Traditioneller Jahresvortrag der GWWG mit Prof. Dr. Frank Bösch 

Die bundesdeutsche Kooperation mit Diktaturen steht aktuell in der Kritik. Diese komplexe Thematik aus historischer Perspektive zu betrachten, dazu lud die Gesellschaft für Westfälische Wirtschaftsgeschichte (GWWG) am 12. März 2024 anlässlich ihres traditionellen Jahresvortrags ein. Rund 200 Gäste aus Wirtschaft, Politik und Kultur folgten dem Vortrag des renommierten Zeithistorikers Prof. Dr. Frank Bösch, der auf Basis umfassender Archivrecherchen aufzeigte, wie die engen Beziehungen zu Diktaturen seit der Ära Adenauer systematisch aufgebaut wurden. Bösch ist seit 2011 Direktor des Leibniz-Zentrums für Zeithistorische Forschung (ZZF) und lehrt an der Universität Potsdam. Gerade erschien sein neues Buch „Deals mit Diktaturen. Eine andere Geschichte der Bundesrepublik“ (C.H. Beck), das sogleich eine große öffentliche Aufmerksamkeit erreichte.

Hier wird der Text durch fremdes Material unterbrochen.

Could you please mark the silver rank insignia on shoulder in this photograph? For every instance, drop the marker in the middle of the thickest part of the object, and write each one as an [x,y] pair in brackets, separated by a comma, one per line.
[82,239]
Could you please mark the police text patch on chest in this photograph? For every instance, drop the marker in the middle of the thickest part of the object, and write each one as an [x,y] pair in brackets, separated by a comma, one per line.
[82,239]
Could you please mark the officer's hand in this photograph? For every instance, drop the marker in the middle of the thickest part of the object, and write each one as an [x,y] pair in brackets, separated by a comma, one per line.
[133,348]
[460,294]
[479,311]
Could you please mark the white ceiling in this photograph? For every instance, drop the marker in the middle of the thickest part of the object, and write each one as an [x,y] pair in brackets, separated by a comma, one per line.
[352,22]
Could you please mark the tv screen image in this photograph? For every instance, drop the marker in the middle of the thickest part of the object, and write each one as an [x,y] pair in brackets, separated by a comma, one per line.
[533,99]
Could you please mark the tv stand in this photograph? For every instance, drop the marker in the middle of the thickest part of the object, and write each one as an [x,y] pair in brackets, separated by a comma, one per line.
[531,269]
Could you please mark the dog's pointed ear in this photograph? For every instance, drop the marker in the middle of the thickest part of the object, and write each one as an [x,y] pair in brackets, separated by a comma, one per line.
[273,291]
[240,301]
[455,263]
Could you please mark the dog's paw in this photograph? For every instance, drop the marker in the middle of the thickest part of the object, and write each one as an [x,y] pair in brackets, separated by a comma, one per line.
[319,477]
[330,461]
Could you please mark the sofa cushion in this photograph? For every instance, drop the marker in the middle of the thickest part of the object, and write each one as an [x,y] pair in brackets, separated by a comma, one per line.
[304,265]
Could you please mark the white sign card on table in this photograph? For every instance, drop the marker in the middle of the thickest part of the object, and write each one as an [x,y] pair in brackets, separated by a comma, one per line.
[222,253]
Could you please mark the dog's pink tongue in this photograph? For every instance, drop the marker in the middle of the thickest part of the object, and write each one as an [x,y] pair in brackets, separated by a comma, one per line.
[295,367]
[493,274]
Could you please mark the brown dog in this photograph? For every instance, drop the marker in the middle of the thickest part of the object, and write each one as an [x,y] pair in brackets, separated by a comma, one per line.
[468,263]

„Nach dem Nationalsozialismus hatten viele Eliten lange ein Verständnis für antikommunistische Diktaturen. Die Förderung des Exportes und somit wirtschaftliche Interessen standen ganz im Vordergrund“, betonte Frank Bösch in seiner Analyse. Die Regierungsakten zeigen, dass Menschenrechte sehr lange auch intern nicht angesprochen wurden, da dies „deutsche Interessen“ gefährden würde. Vielmehr weist Bösch zahlreiche Zugeständnisse an Diktatoren nach. Dem Schah von Iran sicherte die Bundesregierung unter Konrad Adenauer 1955 nach einem Empfang in Deutschland etwa ein Vorgehen gegen kritische Journalisten und iranische Oppositionelle zu. Griechenlands Diktatur konnte eine Einschränkung der kritischen Berichte der „Deutschen Welle“ erreichen oder Libyens Diktator Gaddafi erwirkte die Freilassung von Terroristen.

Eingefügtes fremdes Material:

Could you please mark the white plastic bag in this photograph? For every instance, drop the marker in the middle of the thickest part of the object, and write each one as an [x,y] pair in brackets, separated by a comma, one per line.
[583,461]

Zugleich zeigte Bösch, wie seit den 1960er Jahren öffentliche Proteste gegen Diktaturen die Regierungspolitik beeinflussten und auch moralische Aspekte Einzug in die deutsche Außenpolitik erhielten. Dafür sorgten neben den Gewerkschaften auch die Medien mit investigativen Reportagen oder Kundgebungen von migrantischen Gruppen. Durch den öffentlichen Druck kam es punktuell zu Sanktionen und Geheimverhandlungen, die auch zur Freilassung von Inhaftierten führten. So gab die Bundesregierung zugesagte Kapitalhilfen für Südkorea und für Chile erst frei, als die dortigen Regime ausgewählte Oppositionelle aus der Haft entließen. Insgesamt zeigte der spannende Blick auf die „andere“ Geschichte der Bundesrepublik, wie nicht nur aktuelle Probleme entstanden, sondern auch Wege zu einer kritischen Kooperation möglich wurden. 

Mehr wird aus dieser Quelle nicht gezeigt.